Pembelajaran secara online tentunya juga memiliki keterbatasan namun juga tidak sedikit keunggulan yang ditawarkannya. Mulai dari pemenuhan kompetensi litarasi teknologi sebagai bentuk pembelajaran abad 21, menggali resources yang tidak terbatas, fleksibalitas, efisiensi, dan keunggulan lainnya. Demikian juga halnya dengan pembelajran tatap muka yang sudah biasa kita laksanakan. Memiliki sisi kelemahan dan keunggulan masing-masing. Dunia pendidikan sejatinya harus tetap berintegrasi dengan teknologi jika tidak mau ketinggalan.

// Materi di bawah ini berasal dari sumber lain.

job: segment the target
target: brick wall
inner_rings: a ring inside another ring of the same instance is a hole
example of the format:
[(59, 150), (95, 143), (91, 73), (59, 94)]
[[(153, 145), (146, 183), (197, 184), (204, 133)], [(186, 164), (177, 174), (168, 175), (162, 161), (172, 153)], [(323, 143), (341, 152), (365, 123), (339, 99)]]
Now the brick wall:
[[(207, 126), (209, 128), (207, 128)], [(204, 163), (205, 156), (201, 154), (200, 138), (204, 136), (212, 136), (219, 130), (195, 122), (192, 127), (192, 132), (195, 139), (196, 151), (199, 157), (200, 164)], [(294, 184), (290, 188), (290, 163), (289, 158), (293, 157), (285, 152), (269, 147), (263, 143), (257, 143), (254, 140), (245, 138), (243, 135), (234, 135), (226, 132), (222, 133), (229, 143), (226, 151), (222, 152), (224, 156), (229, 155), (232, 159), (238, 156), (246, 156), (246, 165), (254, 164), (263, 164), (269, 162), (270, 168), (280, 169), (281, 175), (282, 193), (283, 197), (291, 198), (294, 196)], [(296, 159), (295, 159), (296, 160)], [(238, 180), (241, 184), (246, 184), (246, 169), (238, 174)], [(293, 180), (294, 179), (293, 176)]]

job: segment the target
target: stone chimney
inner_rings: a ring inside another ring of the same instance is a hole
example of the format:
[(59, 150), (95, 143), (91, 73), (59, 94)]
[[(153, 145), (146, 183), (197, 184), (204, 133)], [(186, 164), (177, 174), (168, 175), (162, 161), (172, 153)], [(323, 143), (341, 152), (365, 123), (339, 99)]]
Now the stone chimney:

Pandemi atau pun tidak kita tetap harus terbiasa menggunakan teknologi dalam pembelajaran. Mempersiapkan generasi yang memiliki literasi teknologi sudah seharusnya di lakukan, karena memang pada zamannya teknologi sudah menjadi kertas dan pena bagi mereka. Tentunya tanpa harus meninggalkan pembelajaran tatap muka yang juga kita butuhkan sebagai salah satu wadah untuk membangun keterampilan sosial, memberikan keteladan langsung, dan membangun karakter. Sehingga dengan dukungan pemerintah baik pusat ataupun daerah, dan bekal kompetensi yang telah dimiliki oleh setiap pendidik pada aspek pedagogis, profesional, kepribadian dan sosial serta kolaborasi dengan orang tua dan masyarakat, tentunya kita tetap mampu memberikan layanan pendidikan yang berkualitas untuk anak bangsa.